The story of Jesus washing the feet of the disciples is only contained within the Gospel of John. It is an extremely intimate story of a rabbi who taught his students what it really means to lead.
In that day and age, having your feet washed was an important service. Anyone who has ever worn sandals on a dirt road knows what it is to have dirty feet. If animals regularly use the road, you would begin to get an approximation of what first century feet would look like in Judea.
Those with means would have a servant wash the feet of any guests entering the home. The servant on the lowest rung of the ladder would be the one stuck with this job. I'm sure servants were always happy to see someone new hired to take on this task!
So the reversal that Jesus attempts is understandably met with resistance. To wash the feet of those beneath him in status would take away from his social status. Peter protests.
Jesus does exactly what he sought out to do.
Is he diminished?
I don't think so.
|Bishop Hayes encourages Jacki Banks in the foot washing ritual May 29, 2012, |
during the Service of Ordination at Annual Conference,
held at Boston Avenue UMC in Tulsa.

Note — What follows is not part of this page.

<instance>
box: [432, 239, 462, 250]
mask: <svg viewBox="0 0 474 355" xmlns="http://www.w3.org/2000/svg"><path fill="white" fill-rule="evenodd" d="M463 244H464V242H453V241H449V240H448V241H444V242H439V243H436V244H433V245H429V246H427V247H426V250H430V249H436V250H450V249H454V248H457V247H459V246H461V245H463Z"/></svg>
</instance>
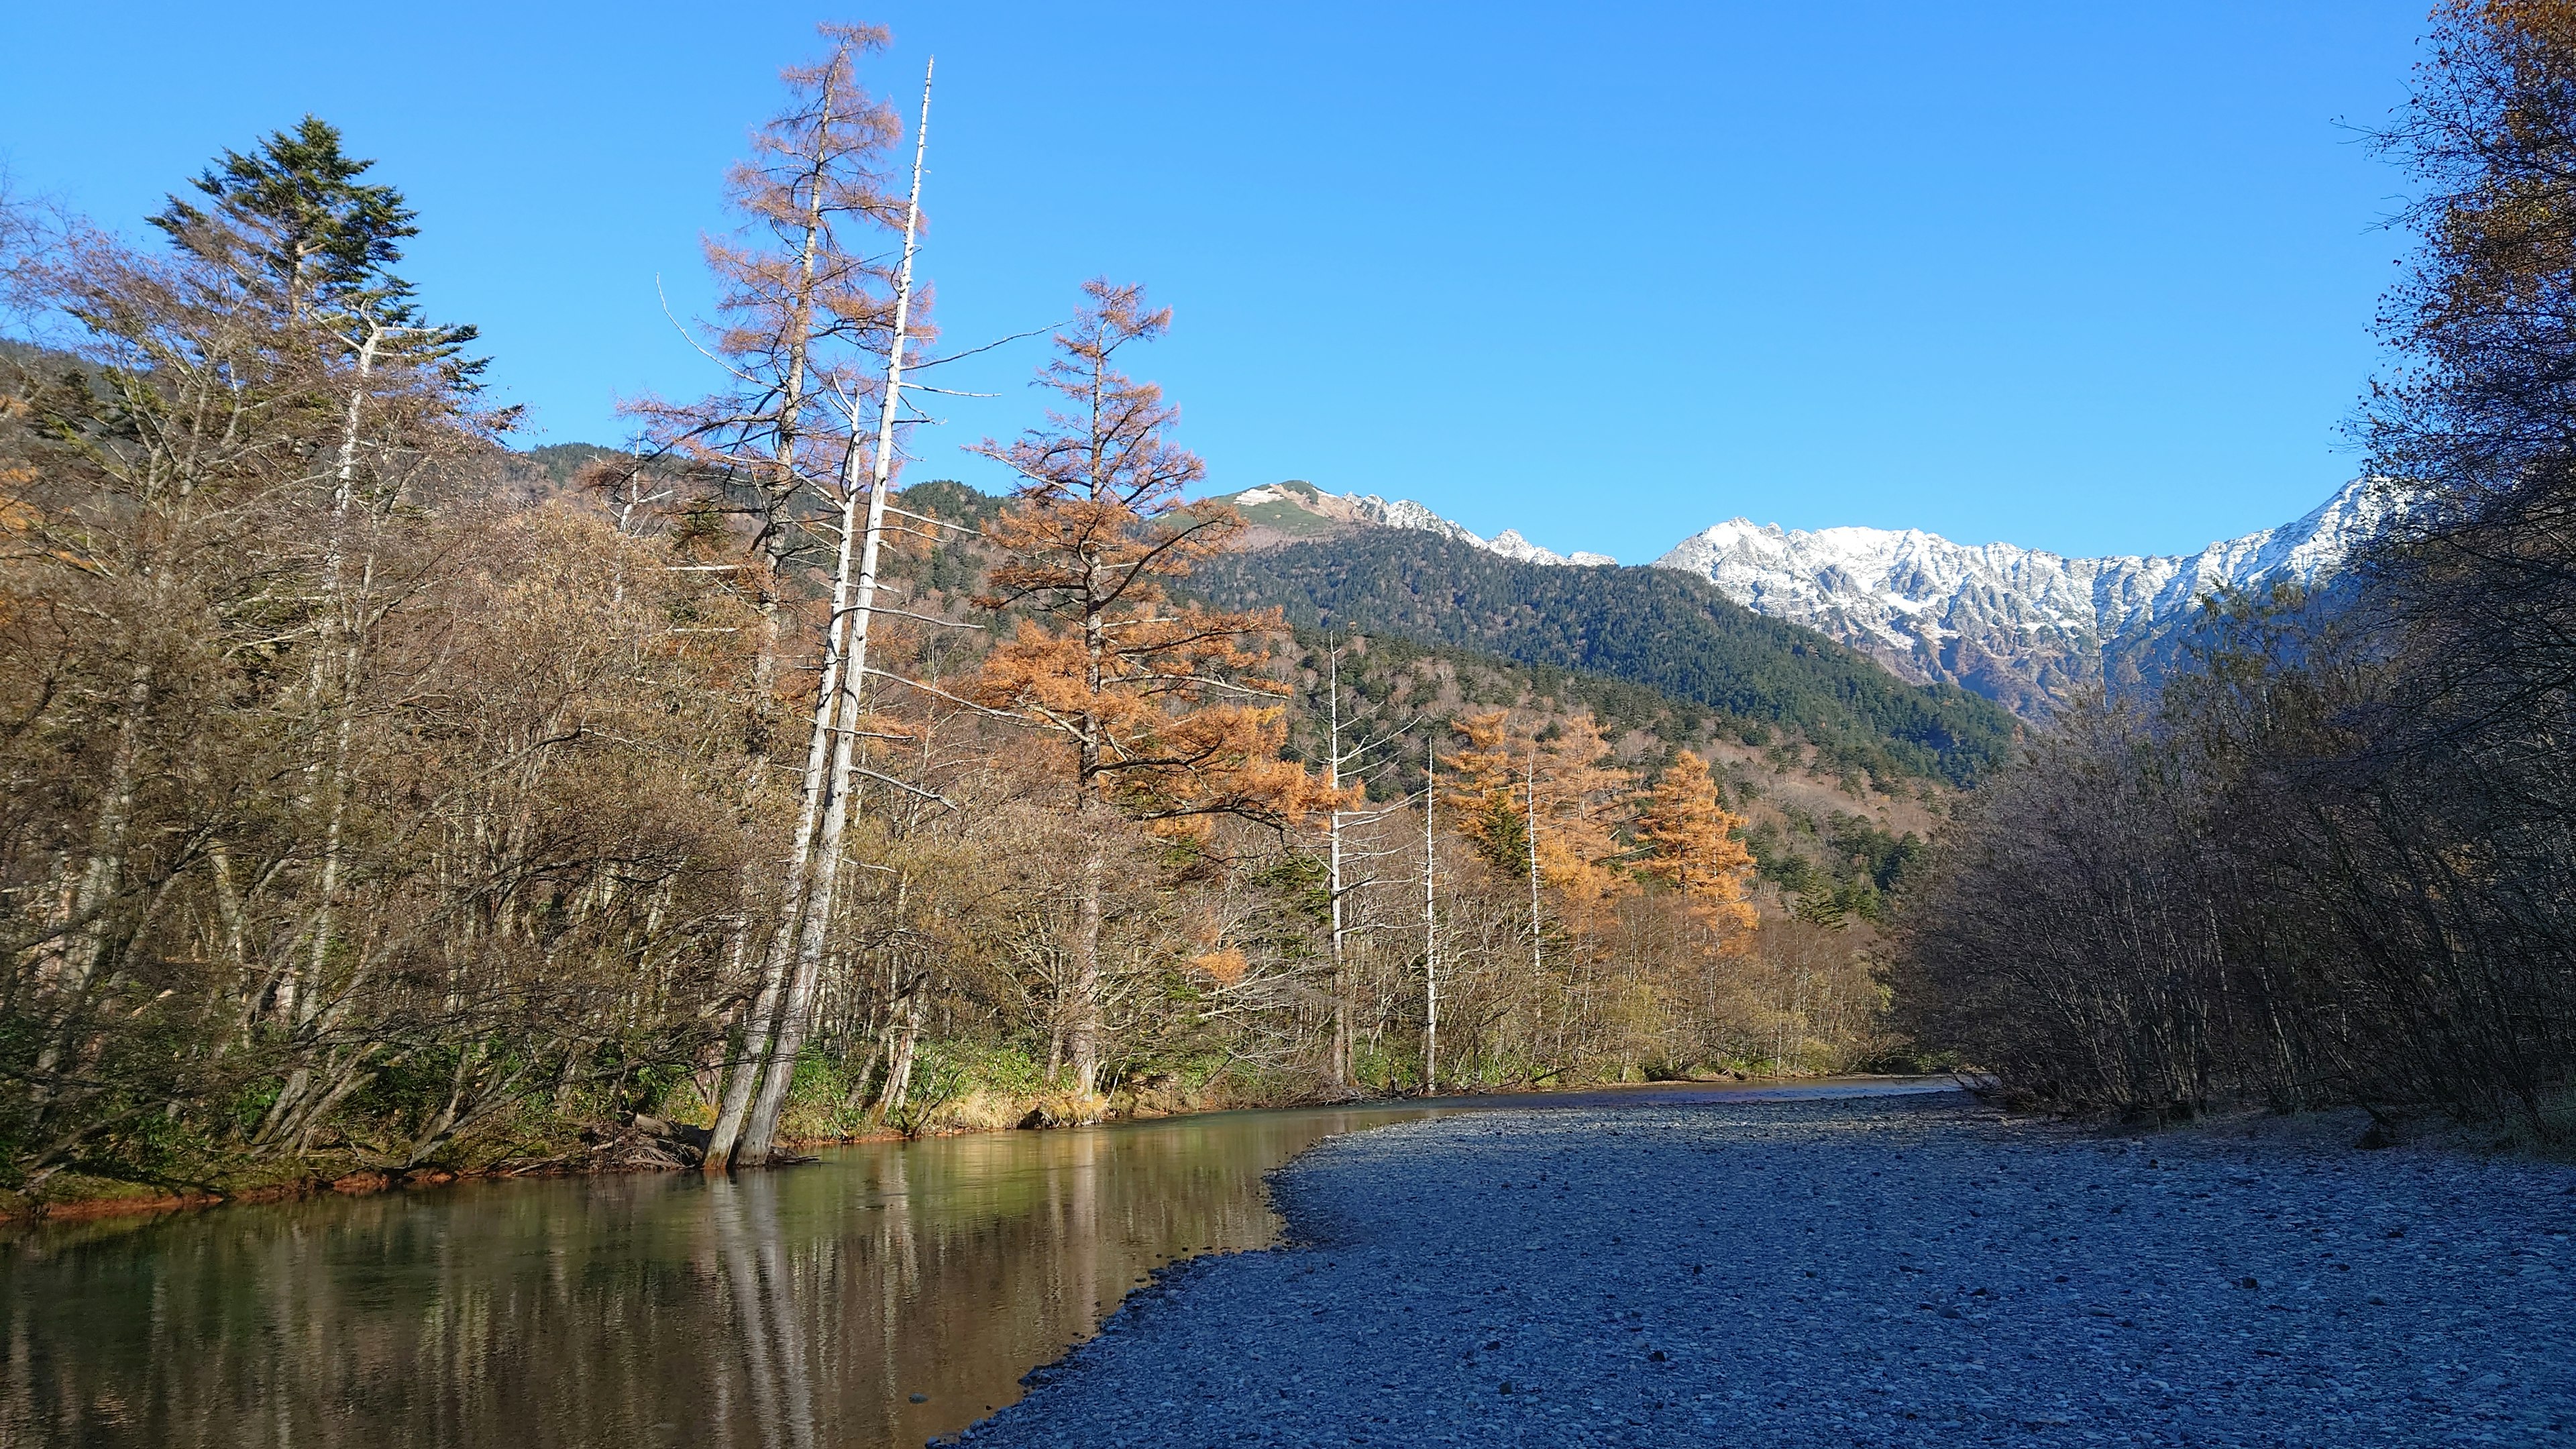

Photo by Holly McCray
I believe that in this moment, he set any racial tension of service aside and took on the role of Christ as servant leader.
Was he diminished in doing so?
Not in the slightest. In fact, his stature only increased among those whom he leads in our conference.
To be on the receiving end of having your feet washed is also humbling. In the moment, you don't imagine yourself above them but somehow thankful for what they are doing for you.
As we approach Good Friday, may we pray about how we might adopt this attitude of service for others in all the ways we think and speak and act. May we remember those in service to us in multiple ways and see ourselves not as above but rather as grateful for what they are providing.